A linear operator A in the three-dimensional space is determined by the transformation of the coordinates of a vector $\begin{pmatrix}
x\\
y\\
z\\
\end{pmatrix}$
whose coordinates are given in the standard basis, this vector after transformation becomes
$\begin{pmatrix}
x-2y\\
y+z\\
y-x\\
\end{pmatrix}$.
The new basis in the space is chosen as
$\begin{pmatrix}
1\\
1\\
1\\
\end{pmatrix}$,
$\begin{pmatrix}
1\\
1\\
0\\
\end{pmatrix}$,
$\begin{pmatrix}
1\\
0\\
0\\
\end{pmatrix}$.
Find the matrix representation of this operator relative to the given basis.

Answer 1

You need to check again what a matrix $M:V_1\to V_2$ represents. In particular for an endomorphism like in your case (meaning both vector spaces are the same $V_1=V_2$), each column $j$ of the matrix $M$ gives the image of the basis vector $b_i$ by that matrix, i.e., $Mb_i$.

Thus, in the standard basis $$M=\begin{pmatrix}1 & -2& 0\\0 & 1& 1\\-1 & 1& 0\end{pmatrix}$$

Let's call $v_1=(1,1,1)^T,\,v_2=(1,1,0)^T,\,v_3=(1,0,0)^T$. We have $$Mv_1=(-1,2,0)^T=2v_2-3v_3\\Mv_2=(-1,1,0)=v_2-2v_3\\Mv_3=(1,0,-1)=-v_1+v_2+v_3$$ Therefore, in the new basis $$M'=\begin{pmatrix}0 & 0& -1\\2 & 1& 1\\-3 & -2& 1\end{pmatrix}$$ Which is the answer you are seeking.

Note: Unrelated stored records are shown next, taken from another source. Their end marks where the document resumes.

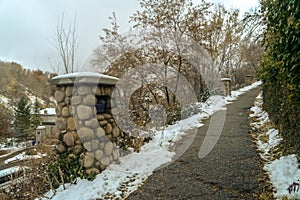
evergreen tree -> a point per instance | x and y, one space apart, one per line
22 117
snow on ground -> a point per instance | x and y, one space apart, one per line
48 111
119 180
283 171
4 99
23 156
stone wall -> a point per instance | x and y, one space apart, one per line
81 131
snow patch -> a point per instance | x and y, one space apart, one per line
119 180
283 171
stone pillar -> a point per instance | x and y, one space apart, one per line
227 86
81 130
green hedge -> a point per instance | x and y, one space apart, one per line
280 70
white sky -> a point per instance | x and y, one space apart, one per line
27 26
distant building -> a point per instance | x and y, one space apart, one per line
48 116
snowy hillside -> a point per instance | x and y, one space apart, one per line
119 180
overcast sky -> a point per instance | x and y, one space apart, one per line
27 27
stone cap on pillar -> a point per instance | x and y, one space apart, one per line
85 78
225 79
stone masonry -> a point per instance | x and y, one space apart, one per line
81 131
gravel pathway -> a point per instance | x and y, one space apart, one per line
232 170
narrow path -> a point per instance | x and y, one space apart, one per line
3 165
230 171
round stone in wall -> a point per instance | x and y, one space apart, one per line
69 91
108 149
84 90
84 112
100 132
71 124
98 154
76 100
69 139
93 123
108 129
61 123
65 111
88 160
59 96
85 133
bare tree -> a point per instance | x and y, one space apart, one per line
66 43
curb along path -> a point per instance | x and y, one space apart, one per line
230 171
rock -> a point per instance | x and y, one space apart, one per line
69 139
68 100
89 100
93 123
88 160
109 137
84 90
59 96
91 145
77 149
101 145
108 129
103 123
108 148
116 131
107 91
98 91
84 112
116 154
58 110
107 116
76 100
98 155
100 117
71 124
69 91
105 160
85 133
92 171
60 148
61 123
100 132
65 111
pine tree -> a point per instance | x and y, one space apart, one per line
22 117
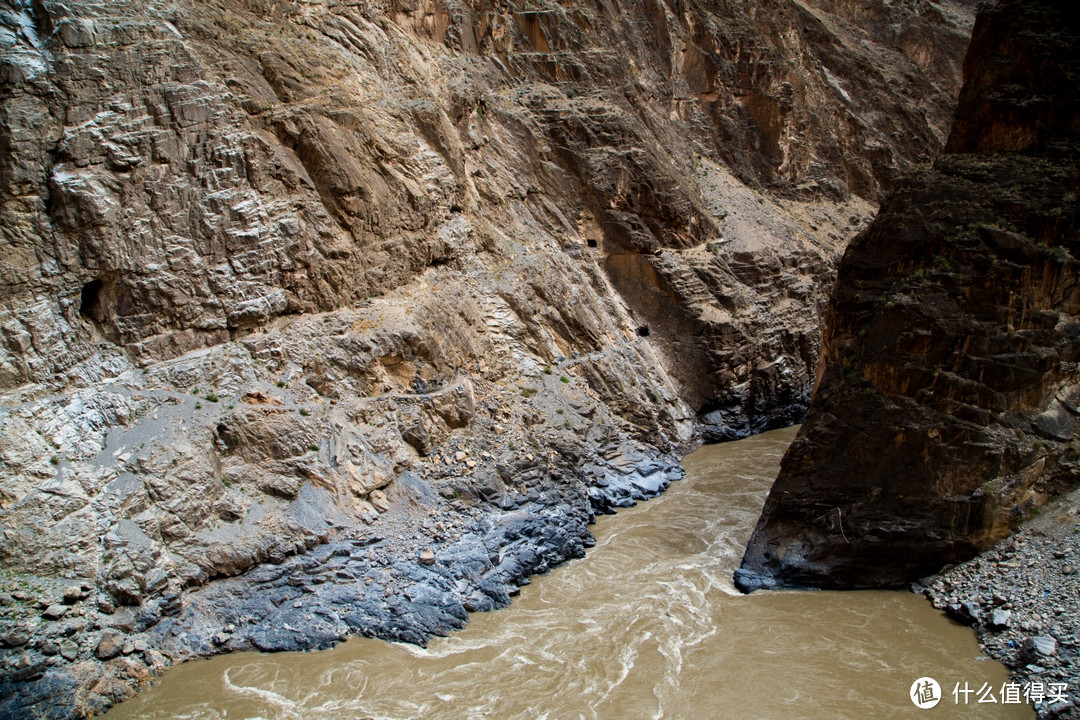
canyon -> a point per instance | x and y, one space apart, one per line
327 318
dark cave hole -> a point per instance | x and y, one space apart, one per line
91 306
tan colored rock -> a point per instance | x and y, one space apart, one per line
378 501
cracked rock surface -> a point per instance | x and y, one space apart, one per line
328 317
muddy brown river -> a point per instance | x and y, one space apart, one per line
648 625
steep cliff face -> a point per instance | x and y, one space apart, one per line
327 285
949 386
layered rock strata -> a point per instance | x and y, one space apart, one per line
947 401
345 317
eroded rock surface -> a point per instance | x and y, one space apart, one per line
947 402
335 317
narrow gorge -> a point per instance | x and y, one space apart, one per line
325 317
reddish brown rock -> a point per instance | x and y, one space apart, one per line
948 397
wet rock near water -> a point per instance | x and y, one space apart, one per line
1023 598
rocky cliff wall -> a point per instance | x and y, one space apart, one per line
348 316
947 401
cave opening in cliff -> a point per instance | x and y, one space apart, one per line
91 306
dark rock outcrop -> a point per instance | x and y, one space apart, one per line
271 273
948 394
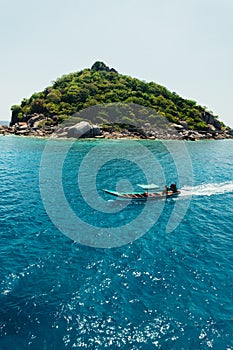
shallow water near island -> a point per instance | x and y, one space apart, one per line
165 289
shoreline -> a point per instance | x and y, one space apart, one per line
84 130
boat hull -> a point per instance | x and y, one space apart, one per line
143 196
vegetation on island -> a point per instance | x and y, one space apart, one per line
75 92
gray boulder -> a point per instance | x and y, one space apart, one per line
82 129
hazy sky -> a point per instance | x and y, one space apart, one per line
185 45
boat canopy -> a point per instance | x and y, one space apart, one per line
148 186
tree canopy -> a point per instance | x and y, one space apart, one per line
74 92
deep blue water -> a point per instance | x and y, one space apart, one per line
167 281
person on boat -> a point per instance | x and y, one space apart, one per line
173 188
165 191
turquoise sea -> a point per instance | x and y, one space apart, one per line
153 275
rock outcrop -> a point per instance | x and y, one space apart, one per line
38 125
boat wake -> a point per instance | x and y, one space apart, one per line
207 189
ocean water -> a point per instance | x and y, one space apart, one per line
153 275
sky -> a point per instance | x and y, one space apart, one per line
185 45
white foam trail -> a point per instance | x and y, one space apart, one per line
207 189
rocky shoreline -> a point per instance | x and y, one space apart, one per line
84 129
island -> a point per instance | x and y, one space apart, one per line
100 102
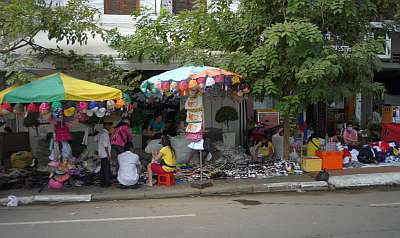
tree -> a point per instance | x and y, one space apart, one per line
300 52
22 20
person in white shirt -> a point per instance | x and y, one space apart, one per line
104 150
129 167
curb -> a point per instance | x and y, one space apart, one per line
364 180
160 194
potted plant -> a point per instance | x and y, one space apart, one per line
225 115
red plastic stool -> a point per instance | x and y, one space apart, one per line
167 179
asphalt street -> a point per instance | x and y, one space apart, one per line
339 214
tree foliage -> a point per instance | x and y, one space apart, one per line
298 51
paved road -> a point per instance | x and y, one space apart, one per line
347 214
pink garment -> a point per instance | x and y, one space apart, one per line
350 136
62 132
121 135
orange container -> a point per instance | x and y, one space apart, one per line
331 160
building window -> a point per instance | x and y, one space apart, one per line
121 7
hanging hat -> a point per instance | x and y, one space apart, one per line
101 112
210 82
83 106
185 92
201 82
228 81
93 106
44 107
174 85
219 78
18 108
183 85
131 107
58 114
120 103
110 105
32 107
55 106
157 85
154 91
82 117
89 113
45 116
54 184
69 112
193 84
165 86
7 108
235 80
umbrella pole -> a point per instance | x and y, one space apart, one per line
201 167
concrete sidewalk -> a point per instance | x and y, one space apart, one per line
220 187
294 183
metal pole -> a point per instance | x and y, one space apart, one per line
201 167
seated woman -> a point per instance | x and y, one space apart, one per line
164 162
313 144
129 167
156 127
264 150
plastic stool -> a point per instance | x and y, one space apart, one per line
166 179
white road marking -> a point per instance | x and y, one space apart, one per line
95 220
385 205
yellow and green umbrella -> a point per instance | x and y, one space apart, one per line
7 90
58 87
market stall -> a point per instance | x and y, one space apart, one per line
190 83
62 101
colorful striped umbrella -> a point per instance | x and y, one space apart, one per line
58 87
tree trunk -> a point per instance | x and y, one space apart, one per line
286 135
2 80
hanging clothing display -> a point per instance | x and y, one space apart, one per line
194 118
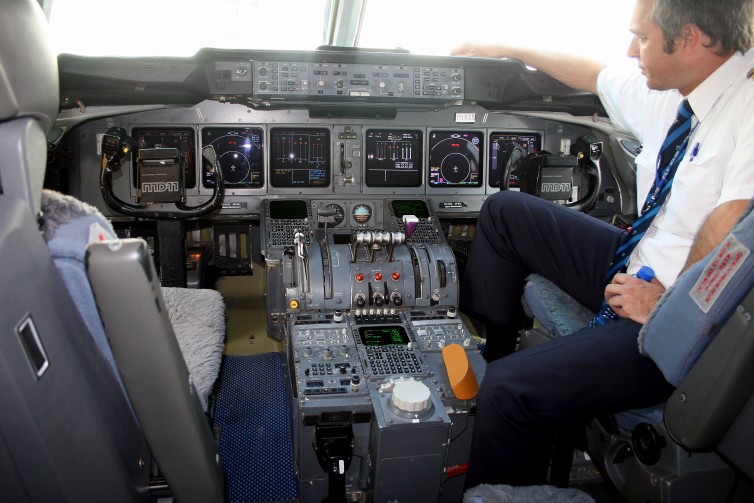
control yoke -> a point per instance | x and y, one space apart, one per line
160 173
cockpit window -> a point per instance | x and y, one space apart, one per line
170 28
425 27
434 27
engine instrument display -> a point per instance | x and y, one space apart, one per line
507 151
455 159
390 335
180 138
240 153
299 157
393 158
283 209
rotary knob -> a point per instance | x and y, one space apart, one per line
410 396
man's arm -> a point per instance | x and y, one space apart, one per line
576 72
633 298
714 229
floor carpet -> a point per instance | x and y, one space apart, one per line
252 414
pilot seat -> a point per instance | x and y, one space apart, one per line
692 447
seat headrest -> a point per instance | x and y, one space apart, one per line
28 65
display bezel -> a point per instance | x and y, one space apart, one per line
470 143
279 168
255 177
386 335
377 172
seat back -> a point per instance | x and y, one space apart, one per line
713 406
64 434
127 291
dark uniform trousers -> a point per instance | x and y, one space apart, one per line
527 396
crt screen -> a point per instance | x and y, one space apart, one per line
299 157
388 335
455 159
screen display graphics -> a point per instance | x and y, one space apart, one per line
299 157
389 335
393 158
455 159
507 151
241 156
180 138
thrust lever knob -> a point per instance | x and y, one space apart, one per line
411 396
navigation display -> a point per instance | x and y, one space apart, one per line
299 157
393 158
240 153
389 335
180 138
455 159
507 151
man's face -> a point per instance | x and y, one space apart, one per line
647 46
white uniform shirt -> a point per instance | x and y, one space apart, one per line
719 161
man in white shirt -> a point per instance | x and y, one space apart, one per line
684 49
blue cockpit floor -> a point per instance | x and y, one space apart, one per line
252 414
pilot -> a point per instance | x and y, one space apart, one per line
692 50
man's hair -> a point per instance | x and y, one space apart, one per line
727 22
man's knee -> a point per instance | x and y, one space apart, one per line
500 383
505 201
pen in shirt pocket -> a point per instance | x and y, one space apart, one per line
694 152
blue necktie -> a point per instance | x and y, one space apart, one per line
671 152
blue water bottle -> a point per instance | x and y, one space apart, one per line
606 313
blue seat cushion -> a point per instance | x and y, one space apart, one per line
560 315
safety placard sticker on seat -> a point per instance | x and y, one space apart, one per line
726 262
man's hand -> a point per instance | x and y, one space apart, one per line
633 298
470 49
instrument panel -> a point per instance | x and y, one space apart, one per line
453 156
276 79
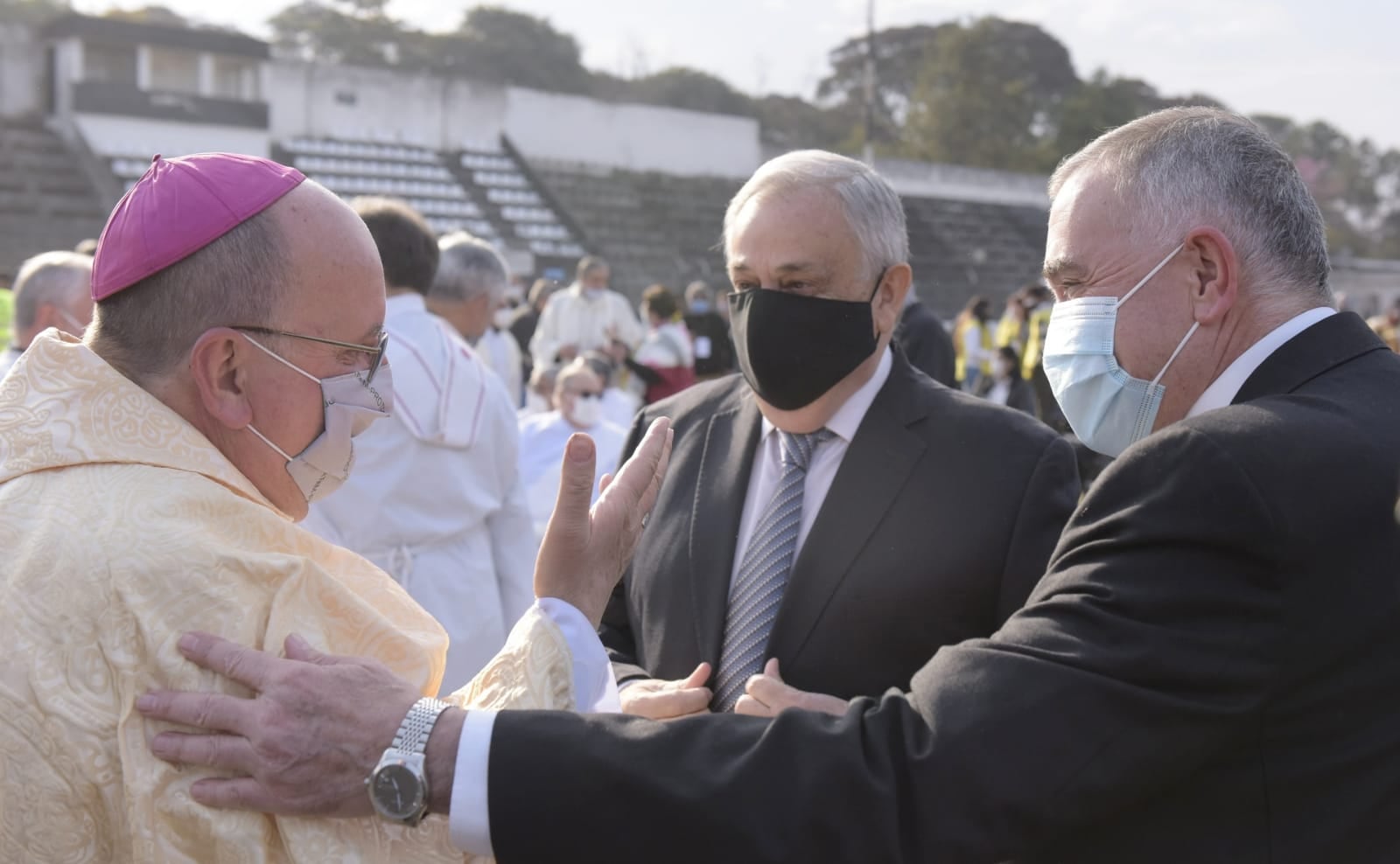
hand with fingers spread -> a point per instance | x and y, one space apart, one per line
304 744
668 700
766 695
317 724
584 551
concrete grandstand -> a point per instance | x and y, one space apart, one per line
86 102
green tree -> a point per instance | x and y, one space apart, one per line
1096 107
987 95
345 31
681 87
793 123
900 56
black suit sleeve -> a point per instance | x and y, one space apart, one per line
1024 399
615 630
1150 646
1050 498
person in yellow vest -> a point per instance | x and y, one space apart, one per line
973 343
1388 326
1012 329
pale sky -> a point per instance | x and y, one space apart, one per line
1334 60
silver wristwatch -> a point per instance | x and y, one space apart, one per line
399 784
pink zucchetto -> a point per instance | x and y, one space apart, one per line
178 207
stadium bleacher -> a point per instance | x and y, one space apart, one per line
965 247
46 199
413 174
651 228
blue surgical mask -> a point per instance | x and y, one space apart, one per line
1106 408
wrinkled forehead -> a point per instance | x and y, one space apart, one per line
1088 222
779 226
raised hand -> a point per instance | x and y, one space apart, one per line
668 700
587 550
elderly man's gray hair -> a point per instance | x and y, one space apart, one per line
1186 167
144 331
51 277
870 203
469 268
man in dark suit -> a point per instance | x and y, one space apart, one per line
924 519
926 343
1208 672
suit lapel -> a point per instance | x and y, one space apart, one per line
721 485
1325 345
877 464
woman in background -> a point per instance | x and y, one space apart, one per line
1005 387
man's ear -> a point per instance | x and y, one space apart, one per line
889 296
217 366
1214 275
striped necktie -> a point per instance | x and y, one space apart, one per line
758 588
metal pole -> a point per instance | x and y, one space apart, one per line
868 156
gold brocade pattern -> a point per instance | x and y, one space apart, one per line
122 527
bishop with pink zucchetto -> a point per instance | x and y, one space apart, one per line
151 480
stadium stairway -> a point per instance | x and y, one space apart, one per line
651 228
46 199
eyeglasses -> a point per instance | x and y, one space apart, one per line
375 354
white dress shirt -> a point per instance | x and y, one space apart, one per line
594 679
576 317
1225 387
434 498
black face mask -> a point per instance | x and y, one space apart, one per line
793 348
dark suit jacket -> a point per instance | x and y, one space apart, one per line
1022 396
938 523
1210 672
928 345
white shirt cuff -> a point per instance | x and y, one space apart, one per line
595 689
469 821
595 686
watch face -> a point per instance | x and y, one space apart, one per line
398 791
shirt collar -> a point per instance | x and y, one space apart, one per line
1225 387
410 301
849 417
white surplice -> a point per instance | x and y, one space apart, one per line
434 498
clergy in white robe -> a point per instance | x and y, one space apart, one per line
436 499
150 481
578 396
584 317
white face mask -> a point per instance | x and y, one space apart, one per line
1106 408
350 404
588 410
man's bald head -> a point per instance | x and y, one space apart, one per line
242 278
52 289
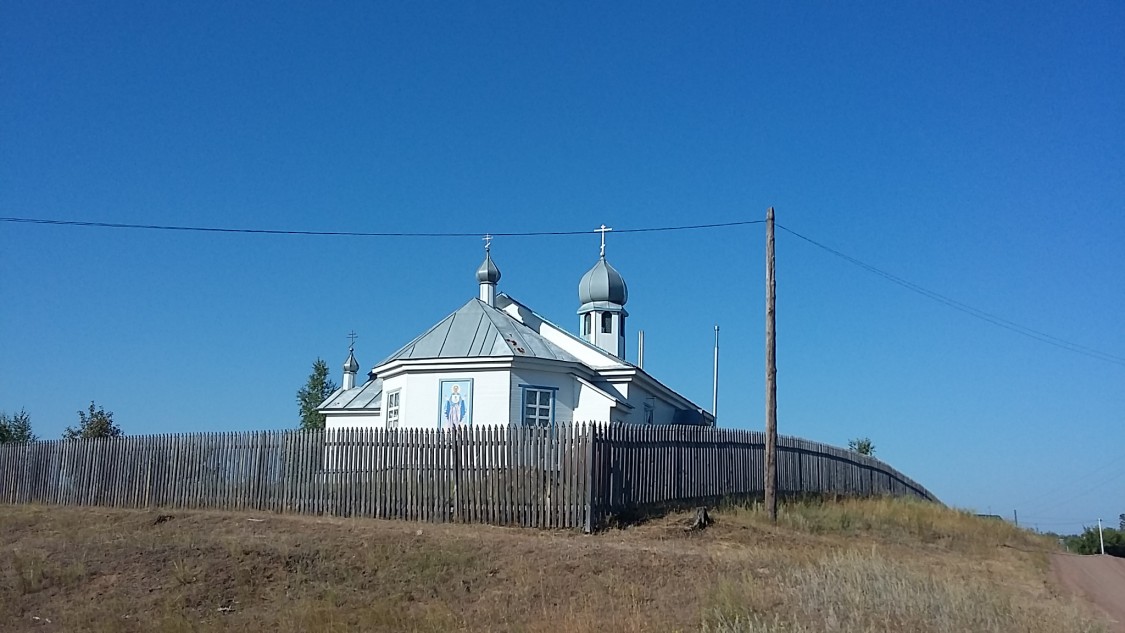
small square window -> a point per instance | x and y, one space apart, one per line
393 399
538 407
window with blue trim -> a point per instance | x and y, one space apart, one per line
538 407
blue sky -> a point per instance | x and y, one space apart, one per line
977 150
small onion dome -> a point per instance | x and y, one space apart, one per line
351 365
602 283
487 272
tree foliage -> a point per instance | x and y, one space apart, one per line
862 445
93 423
315 391
16 427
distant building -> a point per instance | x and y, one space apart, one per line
495 361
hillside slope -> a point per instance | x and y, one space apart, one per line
847 566
1099 579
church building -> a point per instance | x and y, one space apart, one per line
496 361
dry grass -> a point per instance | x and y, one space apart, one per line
853 566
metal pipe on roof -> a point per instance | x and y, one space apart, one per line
714 386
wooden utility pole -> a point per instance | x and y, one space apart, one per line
771 378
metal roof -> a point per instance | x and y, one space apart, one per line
477 329
365 397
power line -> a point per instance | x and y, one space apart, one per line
1042 336
361 234
1000 322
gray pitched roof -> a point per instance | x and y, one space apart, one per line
363 397
477 329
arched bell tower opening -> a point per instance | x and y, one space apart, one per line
602 295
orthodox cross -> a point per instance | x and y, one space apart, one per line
603 231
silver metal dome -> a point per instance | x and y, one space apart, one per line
487 272
603 283
351 364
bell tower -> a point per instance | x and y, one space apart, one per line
602 295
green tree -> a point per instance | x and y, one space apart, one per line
315 391
95 423
16 427
862 445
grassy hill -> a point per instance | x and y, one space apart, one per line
847 566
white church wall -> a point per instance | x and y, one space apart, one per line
663 410
592 405
357 419
566 396
564 340
421 405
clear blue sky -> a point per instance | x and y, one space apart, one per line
977 150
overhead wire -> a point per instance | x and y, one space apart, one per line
363 234
977 313
1000 322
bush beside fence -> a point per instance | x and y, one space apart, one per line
573 476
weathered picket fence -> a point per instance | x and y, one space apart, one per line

Notice, if we call $C$ the matrix providing the change of basis from the new $\{v_i\}$ to the old one $\{e_i\}$, it is $$C=\begin{pmatrix}1 & 1& 1\\1 & 1& 0\\1 & 0& 0\end{pmatrix}$$ and it holds that $$M'=C^{-1}MC$$

You could have also proceeded by determining $C,\,C^{-1}$ and doing the above matrix multiplication. For a "small" matrix ($3\times 3$) like in the present case, however, it is simpler and more elegant to do as we did.